Interview: Amina Benkhadra
To what extent is the exploitation of gas resources profitable given current oil prices?
AMINA BENKHADRA: First of all, ONHYM is already producing gas in the Gharb Basin and gas and condensate in the Essaouira Basin. In 2011 gas production reached over 37m normal cubic metres. An economic feasibility study is always conducted in advance of operations. Circle Oil has discovered several gas findings of modest size in the Gharb basin. The exploitation of these deposits is now under way. In order to enlarge its portfolio, Circle Oil is now undertaking a new exploration programme. Following the emergence of non-conventional “shale gas” in countries such as the US, ONHYM is now preparing promotional campaigns to attract international companies with the requisite expertise to exploit these resources. For ONHYM, the quantities produced, even if modest, are very important as they can go to local clients, avoiding the need to call on foreign exchange reserves. With respect to gas production in the Gharb and Essaouira basins, new wells will benefit from existing infrastructure because they only need to be linked to the network. As a result, once a certain quantity of gas has been produced, this becomes profitable and allows ONHYM to meet client needs.
What potential is there for exploiting oil shale?
BENKHADRA: Morocco possesses important oil shale reserves in three deposits in Timahdit, Tarfaya and Tangier. These deposits have been the subjects of several detailed studies since the 1970s. Since 2005, ONHYM has adopted a strategy based on a partnership with firms that can exploit oil shale resources. However, the exploitation of oil shale is subject to serious technological and environmental challenges. Indeed, there is no technical procedure in existence today that is good enough to be used for exploiting oil shale. If properly exploited, Morocco’s oil shale resources could lead to a reduction of the country’s energy dependence. ONHYM has already signed various agreements with firms that use state-of-the-art technology in this domain.
In terms of minerals and mining resources, which segments look to be most promising in terms of growth in the coming years?
BENKHADRA: Clearly phosphates will continue to dominate mining resources in Morocco, with 95% of total production. However, other metals and minerals are coming to the fore – gold, silver, copper, lead, zinc, tin, iron, niobium and some rare metals.
A number of high-density deposits of these types of resources have been found in and around basins from the Precambrian, Variscan and Mesozoic eras.

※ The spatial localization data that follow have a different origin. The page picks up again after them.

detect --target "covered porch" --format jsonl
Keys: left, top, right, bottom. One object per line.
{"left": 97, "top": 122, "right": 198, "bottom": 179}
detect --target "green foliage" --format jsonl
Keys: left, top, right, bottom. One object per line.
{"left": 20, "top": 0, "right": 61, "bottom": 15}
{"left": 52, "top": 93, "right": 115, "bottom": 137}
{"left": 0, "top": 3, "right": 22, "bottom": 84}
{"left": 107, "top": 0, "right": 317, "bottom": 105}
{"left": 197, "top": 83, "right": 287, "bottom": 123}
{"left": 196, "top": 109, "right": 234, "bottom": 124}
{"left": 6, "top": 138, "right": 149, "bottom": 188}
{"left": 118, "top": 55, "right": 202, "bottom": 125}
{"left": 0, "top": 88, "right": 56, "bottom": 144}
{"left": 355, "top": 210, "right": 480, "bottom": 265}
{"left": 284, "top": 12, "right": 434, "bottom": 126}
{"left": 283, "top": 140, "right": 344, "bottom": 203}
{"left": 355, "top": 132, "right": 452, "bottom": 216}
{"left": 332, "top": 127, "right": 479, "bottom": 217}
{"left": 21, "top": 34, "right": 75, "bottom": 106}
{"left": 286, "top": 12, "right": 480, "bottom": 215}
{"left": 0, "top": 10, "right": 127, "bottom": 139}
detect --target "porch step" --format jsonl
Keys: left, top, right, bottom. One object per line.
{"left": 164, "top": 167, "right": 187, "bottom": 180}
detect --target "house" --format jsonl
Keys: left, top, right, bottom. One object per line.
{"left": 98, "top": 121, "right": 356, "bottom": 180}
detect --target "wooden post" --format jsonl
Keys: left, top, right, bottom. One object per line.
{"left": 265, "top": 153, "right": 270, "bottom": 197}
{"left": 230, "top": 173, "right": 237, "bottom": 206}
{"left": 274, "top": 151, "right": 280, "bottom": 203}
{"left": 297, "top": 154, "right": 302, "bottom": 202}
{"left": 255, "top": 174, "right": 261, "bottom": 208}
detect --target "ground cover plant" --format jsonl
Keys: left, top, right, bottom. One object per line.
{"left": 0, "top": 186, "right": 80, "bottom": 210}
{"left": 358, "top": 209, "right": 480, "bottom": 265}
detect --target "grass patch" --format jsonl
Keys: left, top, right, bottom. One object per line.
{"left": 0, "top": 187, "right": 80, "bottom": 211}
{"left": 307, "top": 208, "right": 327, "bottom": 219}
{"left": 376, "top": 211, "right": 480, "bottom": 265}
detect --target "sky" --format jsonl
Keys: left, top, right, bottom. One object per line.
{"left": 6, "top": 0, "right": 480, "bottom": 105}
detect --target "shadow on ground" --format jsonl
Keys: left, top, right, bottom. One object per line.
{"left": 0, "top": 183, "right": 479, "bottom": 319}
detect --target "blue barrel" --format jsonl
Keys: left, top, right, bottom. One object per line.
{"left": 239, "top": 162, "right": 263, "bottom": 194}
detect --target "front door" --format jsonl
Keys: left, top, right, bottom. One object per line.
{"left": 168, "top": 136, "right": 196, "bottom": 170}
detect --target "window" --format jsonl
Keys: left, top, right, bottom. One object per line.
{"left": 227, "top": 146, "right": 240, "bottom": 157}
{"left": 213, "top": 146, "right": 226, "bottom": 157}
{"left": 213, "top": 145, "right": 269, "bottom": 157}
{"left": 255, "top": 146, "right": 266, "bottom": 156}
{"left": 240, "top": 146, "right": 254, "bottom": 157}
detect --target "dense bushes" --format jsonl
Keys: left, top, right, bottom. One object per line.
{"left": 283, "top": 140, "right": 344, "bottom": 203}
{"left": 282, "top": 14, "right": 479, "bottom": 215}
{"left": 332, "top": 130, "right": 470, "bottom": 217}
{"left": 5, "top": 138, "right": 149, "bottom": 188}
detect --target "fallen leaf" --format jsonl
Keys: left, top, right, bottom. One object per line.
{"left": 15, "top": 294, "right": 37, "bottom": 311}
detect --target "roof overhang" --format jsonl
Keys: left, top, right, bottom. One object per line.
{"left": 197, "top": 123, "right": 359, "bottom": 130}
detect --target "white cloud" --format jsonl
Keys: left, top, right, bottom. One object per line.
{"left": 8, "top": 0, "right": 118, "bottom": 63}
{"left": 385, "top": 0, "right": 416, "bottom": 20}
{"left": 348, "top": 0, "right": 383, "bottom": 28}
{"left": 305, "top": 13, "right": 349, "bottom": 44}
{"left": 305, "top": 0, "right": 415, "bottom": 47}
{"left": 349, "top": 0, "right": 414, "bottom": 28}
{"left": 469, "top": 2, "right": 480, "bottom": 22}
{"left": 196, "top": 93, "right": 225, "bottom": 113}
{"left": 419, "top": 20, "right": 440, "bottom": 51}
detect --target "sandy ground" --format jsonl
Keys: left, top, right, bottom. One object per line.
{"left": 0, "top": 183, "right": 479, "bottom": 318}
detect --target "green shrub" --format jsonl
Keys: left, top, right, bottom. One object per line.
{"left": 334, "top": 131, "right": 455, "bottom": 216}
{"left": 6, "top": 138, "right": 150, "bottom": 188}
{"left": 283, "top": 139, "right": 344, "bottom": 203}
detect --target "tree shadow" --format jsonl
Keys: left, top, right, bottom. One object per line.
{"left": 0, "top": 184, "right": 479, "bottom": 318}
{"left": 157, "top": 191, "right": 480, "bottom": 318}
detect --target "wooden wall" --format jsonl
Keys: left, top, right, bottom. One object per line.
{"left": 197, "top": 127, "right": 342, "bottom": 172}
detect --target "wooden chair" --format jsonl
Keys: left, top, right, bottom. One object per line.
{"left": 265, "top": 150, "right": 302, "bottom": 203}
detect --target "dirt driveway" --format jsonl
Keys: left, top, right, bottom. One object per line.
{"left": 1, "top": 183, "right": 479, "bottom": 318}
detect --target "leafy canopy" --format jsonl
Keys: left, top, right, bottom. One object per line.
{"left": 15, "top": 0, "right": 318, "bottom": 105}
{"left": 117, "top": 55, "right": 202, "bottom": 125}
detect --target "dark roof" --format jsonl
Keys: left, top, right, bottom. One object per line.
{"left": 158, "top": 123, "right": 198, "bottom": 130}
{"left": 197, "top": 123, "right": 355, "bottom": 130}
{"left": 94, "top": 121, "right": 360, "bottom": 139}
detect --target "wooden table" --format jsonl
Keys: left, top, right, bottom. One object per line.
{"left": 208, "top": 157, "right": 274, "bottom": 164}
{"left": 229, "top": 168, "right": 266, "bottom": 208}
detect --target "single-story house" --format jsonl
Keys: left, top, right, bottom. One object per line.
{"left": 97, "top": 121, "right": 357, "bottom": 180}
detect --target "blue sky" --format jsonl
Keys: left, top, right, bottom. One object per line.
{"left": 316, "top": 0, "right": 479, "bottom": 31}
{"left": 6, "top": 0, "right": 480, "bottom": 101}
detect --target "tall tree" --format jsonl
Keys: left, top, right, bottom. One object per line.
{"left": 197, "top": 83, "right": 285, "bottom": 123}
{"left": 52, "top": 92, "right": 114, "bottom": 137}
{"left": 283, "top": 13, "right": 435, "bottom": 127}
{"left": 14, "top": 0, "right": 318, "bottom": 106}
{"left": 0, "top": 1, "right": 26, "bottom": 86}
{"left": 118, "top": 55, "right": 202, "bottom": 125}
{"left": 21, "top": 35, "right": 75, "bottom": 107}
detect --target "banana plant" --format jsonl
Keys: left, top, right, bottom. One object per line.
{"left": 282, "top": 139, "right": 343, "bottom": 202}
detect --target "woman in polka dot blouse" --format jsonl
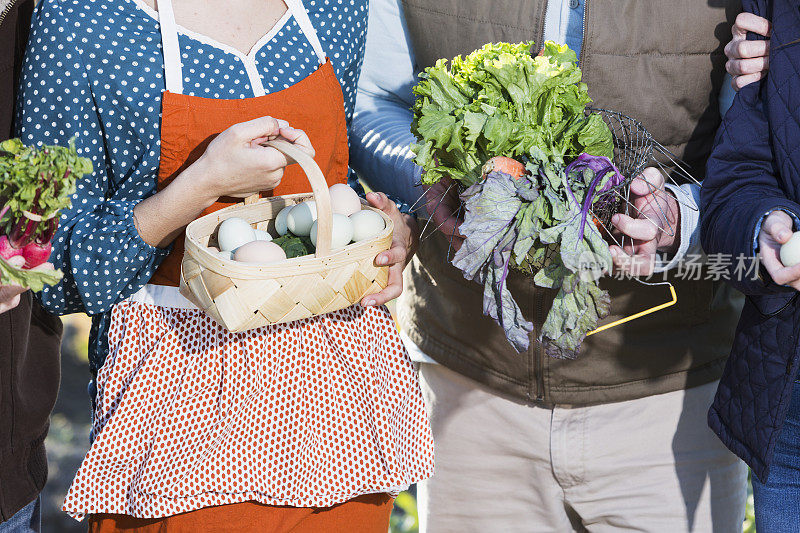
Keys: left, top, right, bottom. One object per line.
{"left": 16, "top": 0, "right": 434, "bottom": 530}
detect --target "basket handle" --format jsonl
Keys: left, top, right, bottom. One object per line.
{"left": 248, "top": 138, "right": 333, "bottom": 257}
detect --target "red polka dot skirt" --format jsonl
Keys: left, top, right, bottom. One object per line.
{"left": 62, "top": 301, "right": 434, "bottom": 520}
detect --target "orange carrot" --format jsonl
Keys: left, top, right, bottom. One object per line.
{"left": 481, "top": 156, "right": 527, "bottom": 180}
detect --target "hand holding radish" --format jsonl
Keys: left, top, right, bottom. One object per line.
{"left": 0, "top": 139, "right": 92, "bottom": 291}
{"left": 361, "top": 192, "right": 419, "bottom": 307}
{"left": 725, "top": 12, "right": 771, "bottom": 91}
{"left": 0, "top": 261, "right": 54, "bottom": 313}
{"left": 760, "top": 210, "right": 800, "bottom": 290}
{"left": 422, "top": 175, "right": 465, "bottom": 251}
{"left": 609, "top": 167, "right": 680, "bottom": 277}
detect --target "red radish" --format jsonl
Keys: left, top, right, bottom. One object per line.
{"left": 0, "top": 235, "right": 22, "bottom": 261}
{"left": 21, "top": 241, "right": 52, "bottom": 269}
{"left": 482, "top": 157, "right": 528, "bottom": 180}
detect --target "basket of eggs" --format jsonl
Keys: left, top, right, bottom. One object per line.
{"left": 179, "top": 139, "right": 393, "bottom": 333}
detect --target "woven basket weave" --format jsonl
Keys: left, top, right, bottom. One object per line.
{"left": 179, "top": 139, "right": 393, "bottom": 333}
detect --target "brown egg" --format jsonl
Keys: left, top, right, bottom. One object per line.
{"left": 233, "top": 241, "right": 287, "bottom": 264}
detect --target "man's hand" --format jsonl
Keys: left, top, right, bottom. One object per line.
{"left": 422, "top": 175, "right": 465, "bottom": 251}
{"left": 361, "top": 192, "right": 420, "bottom": 307}
{"left": 0, "top": 260, "right": 55, "bottom": 314}
{"left": 758, "top": 210, "right": 800, "bottom": 290}
{"left": 726, "top": 12, "right": 771, "bottom": 91}
{"left": 609, "top": 167, "right": 680, "bottom": 277}
{"left": 0, "top": 284, "right": 26, "bottom": 314}
{"left": 0, "top": 256, "right": 26, "bottom": 314}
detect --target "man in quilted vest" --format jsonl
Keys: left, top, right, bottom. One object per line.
{"left": 351, "top": 0, "right": 750, "bottom": 531}
{"left": 702, "top": 1, "right": 800, "bottom": 531}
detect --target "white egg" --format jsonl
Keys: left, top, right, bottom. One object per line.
{"left": 349, "top": 209, "right": 386, "bottom": 242}
{"left": 233, "top": 240, "right": 287, "bottom": 264}
{"left": 274, "top": 205, "right": 293, "bottom": 236}
{"left": 310, "top": 213, "right": 354, "bottom": 250}
{"left": 328, "top": 183, "right": 362, "bottom": 216}
{"left": 780, "top": 231, "right": 800, "bottom": 267}
{"left": 253, "top": 229, "right": 273, "bottom": 242}
{"left": 217, "top": 217, "right": 256, "bottom": 252}
{"left": 216, "top": 250, "right": 233, "bottom": 261}
{"left": 286, "top": 201, "right": 317, "bottom": 236}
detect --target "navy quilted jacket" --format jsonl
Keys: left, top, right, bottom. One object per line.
{"left": 701, "top": 0, "right": 800, "bottom": 481}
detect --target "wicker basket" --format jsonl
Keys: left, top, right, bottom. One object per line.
{"left": 179, "top": 139, "right": 393, "bottom": 333}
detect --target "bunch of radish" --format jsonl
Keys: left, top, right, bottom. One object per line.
{"left": 0, "top": 138, "right": 92, "bottom": 290}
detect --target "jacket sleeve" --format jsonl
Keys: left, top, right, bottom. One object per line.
{"left": 348, "top": 0, "right": 423, "bottom": 209}
{"left": 15, "top": 0, "right": 169, "bottom": 315}
{"left": 700, "top": 49, "right": 800, "bottom": 294}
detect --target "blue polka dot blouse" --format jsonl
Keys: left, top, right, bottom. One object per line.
{"left": 15, "top": 0, "right": 368, "bottom": 373}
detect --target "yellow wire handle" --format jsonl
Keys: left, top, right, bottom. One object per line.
{"left": 587, "top": 283, "right": 677, "bottom": 336}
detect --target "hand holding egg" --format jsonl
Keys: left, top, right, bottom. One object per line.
{"left": 759, "top": 210, "right": 800, "bottom": 291}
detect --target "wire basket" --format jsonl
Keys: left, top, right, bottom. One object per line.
{"left": 586, "top": 108, "right": 654, "bottom": 228}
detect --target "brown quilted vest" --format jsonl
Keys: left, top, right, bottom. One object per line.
{"left": 399, "top": 0, "right": 745, "bottom": 405}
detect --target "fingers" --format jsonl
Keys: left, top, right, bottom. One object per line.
{"left": 375, "top": 242, "right": 407, "bottom": 268}
{"left": 609, "top": 246, "right": 656, "bottom": 277}
{"left": 731, "top": 12, "right": 771, "bottom": 40}
{"left": 362, "top": 263, "right": 403, "bottom": 307}
{"left": 366, "top": 191, "right": 392, "bottom": 212}
{"left": 629, "top": 167, "right": 665, "bottom": 196}
{"left": 726, "top": 36, "right": 770, "bottom": 62}
{"left": 726, "top": 55, "right": 769, "bottom": 76}
{"left": 278, "top": 126, "right": 315, "bottom": 158}
{"left": 423, "top": 182, "right": 464, "bottom": 246}
{"left": 230, "top": 116, "right": 282, "bottom": 142}
{"left": 611, "top": 213, "right": 659, "bottom": 242}
{"left": 6, "top": 255, "right": 25, "bottom": 268}
{"left": 0, "top": 284, "right": 25, "bottom": 314}
{"left": 32, "top": 262, "right": 55, "bottom": 271}
{"left": 0, "top": 293, "right": 22, "bottom": 314}
{"left": 762, "top": 255, "right": 800, "bottom": 289}
{"left": 763, "top": 210, "right": 794, "bottom": 244}
{"left": 732, "top": 71, "right": 766, "bottom": 90}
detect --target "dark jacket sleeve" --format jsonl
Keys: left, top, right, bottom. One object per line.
{"left": 700, "top": 0, "right": 800, "bottom": 296}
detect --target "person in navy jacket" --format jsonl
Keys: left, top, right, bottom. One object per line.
{"left": 701, "top": 0, "right": 800, "bottom": 530}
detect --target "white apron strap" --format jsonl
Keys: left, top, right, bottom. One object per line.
{"left": 157, "top": 0, "right": 184, "bottom": 94}
{"left": 284, "top": 0, "right": 327, "bottom": 65}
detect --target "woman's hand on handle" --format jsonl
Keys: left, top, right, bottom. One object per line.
{"left": 194, "top": 117, "right": 315, "bottom": 199}
{"left": 726, "top": 12, "right": 771, "bottom": 91}
{"left": 361, "top": 192, "right": 420, "bottom": 308}
{"left": 133, "top": 116, "right": 312, "bottom": 248}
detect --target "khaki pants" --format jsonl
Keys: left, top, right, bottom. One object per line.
{"left": 418, "top": 363, "right": 747, "bottom": 533}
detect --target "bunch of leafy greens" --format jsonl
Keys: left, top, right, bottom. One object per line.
{"left": 411, "top": 41, "right": 613, "bottom": 186}
{"left": 412, "top": 41, "right": 622, "bottom": 357}
{"left": 0, "top": 138, "right": 92, "bottom": 229}
{"left": 0, "top": 138, "right": 92, "bottom": 291}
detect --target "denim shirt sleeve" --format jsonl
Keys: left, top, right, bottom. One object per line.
{"left": 348, "top": 0, "right": 423, "bottom": 213}
{"left": 15, "top": 0, "right": 170, "bottom": 316}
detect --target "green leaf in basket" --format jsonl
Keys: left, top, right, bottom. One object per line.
{"left": 273, "top": 234, "right": 313, "bottom": 259}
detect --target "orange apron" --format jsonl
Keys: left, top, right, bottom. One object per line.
{"left": 62, "top": 0, "right": 434, "bottom": 528}
{"left": 148, "top": 0, "right": 349, "bottom": 287}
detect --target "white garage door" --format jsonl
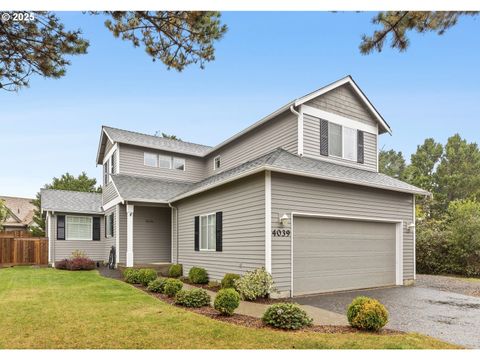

Most of the current and prospective mining activity is taking place in the Anti-Atlas and Sahara region, especially as regards gold, silver, copper, lead and manganese. In the Atlas and Meseta areas one finds gold and polymettal-ic deposits. Nickel, gold-like minerals, crystallised magnesium, lead, zinc and industrial materials (bentonite and clay) are found in the Rif Mountains.
To what extent is environmental protection currently being prioritised within the country’s various extractive industries?
BENKHADRA: Environmental concerns remain at the forefront of the ONHYM’s concerns when it comes to prospection. The impacts of mining activity on the environment are varied; therefore, the Moroccan authorities have adopted regulations whereby exploitation is subjected to an environmental and social impact test involving representatives from local communities.
Various laws for the purpose of environmental protection had been adopted in conformity with international standards. These include a general law on environmental protection and restrictions on air and water pollution passed in 2003, and a law on waste management passed in 2006. Among the main rules are requirements to conduct an environmental impact study, containing or neutralising toxic gases or polluted wastewater, which contains harmful dust particles, to prevent air pollution and to launch new efforts to help protect the country’s local flora and fauna.